From a political-military standpoint, Ankara’s decision to specifically pick the 2nd Commandos for the parade signaled a firm symbolic counter-balancer to Moscow, which had dispatched elements of the 15th Motorized Rifle Brigade and, more importantly, the 31st Guards Brigade of the elite Russian Airborne Forces (Vozdushno-Desantnye Voyska—VDV for the peacekeeping mission in Karabakh (The Moscow Times, November 10).

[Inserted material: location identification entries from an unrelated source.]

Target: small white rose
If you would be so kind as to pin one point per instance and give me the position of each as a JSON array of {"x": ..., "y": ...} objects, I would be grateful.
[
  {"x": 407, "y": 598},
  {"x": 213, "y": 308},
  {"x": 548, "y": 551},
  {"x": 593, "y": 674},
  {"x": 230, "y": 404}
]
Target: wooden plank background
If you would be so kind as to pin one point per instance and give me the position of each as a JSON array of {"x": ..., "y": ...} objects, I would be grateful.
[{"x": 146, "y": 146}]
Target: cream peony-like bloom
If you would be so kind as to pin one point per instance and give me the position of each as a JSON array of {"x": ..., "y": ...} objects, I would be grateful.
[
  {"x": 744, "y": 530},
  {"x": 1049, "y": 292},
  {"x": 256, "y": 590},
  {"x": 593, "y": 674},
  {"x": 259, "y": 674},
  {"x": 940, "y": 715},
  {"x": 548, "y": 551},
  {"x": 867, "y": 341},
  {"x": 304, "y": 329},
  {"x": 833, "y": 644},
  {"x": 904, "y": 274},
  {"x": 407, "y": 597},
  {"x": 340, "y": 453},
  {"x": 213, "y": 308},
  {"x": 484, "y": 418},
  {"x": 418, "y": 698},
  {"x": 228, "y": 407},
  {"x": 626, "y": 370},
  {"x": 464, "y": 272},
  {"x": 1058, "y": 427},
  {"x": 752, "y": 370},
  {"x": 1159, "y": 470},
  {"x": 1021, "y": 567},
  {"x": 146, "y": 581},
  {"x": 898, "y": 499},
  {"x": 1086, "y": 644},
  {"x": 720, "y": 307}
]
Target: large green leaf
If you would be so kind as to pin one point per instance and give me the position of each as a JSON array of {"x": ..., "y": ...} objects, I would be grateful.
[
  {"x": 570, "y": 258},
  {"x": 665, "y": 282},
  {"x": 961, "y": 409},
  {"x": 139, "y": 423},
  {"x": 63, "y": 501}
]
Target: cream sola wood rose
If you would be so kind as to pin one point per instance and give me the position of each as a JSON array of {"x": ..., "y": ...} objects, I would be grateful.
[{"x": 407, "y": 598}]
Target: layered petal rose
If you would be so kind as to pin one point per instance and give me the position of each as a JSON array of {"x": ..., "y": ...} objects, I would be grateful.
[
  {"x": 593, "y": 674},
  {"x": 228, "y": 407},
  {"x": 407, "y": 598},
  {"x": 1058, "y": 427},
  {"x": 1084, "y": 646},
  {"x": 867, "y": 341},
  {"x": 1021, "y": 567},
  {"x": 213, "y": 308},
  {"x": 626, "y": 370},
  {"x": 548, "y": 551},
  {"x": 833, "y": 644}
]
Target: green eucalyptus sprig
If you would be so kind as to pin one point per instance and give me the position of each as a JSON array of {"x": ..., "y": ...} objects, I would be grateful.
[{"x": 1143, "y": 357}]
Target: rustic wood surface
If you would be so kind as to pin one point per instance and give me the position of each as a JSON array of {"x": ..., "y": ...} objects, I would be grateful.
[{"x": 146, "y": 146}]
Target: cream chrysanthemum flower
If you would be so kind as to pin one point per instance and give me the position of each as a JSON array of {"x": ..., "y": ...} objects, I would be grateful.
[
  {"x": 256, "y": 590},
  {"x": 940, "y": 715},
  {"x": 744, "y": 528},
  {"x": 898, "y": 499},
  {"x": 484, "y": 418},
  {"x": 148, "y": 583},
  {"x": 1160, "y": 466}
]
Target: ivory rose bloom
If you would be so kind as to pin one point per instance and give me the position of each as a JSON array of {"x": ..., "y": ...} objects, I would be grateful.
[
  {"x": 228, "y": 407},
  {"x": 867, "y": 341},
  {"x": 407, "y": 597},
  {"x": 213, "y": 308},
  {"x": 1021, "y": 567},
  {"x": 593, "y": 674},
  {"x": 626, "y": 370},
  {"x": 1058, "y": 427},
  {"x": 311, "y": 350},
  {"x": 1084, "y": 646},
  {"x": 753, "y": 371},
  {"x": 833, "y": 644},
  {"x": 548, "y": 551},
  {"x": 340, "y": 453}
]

Geopolitically speaking, Turkey remains the region’s sole capable counter-balancer against the Russian political-military presence and quasi-imperial foundation-building on Azerbaijan’s doorstep. Ankara and Baku apparently understand this challenge and are walking a firm but careful path with Turkey’s forward-deployments in Azerbaijan. Notably, during the autumn 2020 Karabakh war, President Aliyev referred to the Turkish Air Force stationing at least four F-16 aircraft in Azerbaijan to support Baku. And he tellingly declared that these jets would only take off for combat missions to prevent “outsider intervention” to the Azerbaijani Armed Forces’ offensive—a veiled by clear reference to Russia, as the only outside power that was likely to step in (Haber Global, October 26).
After Bayraktar TB-2 drones and Roketsan-manufactured smart munitions were paraded in Baku last week, higher-end Turkish systems can be expected to enter the Azerbaijani arsenal in the coming years. Likewise, Turkey’s 3rd Field Army is likely to boost its cooperation with the Azerbaijani Combined Arms Army in Nakhchivan (see EDM, August 14); and one should anticipate even larger-scale joint drills between the Turkish and Azerbaijani militaries. In the meantime, the Turkish military advisory mission in Baku will probably reach the highest level ever since it was established. So while Russia has been busy establishing another fait accompli in what is left of the Armenian-occupied areas of Karabakh, Turkey is further deepening its strategic ties with Azerbaijan.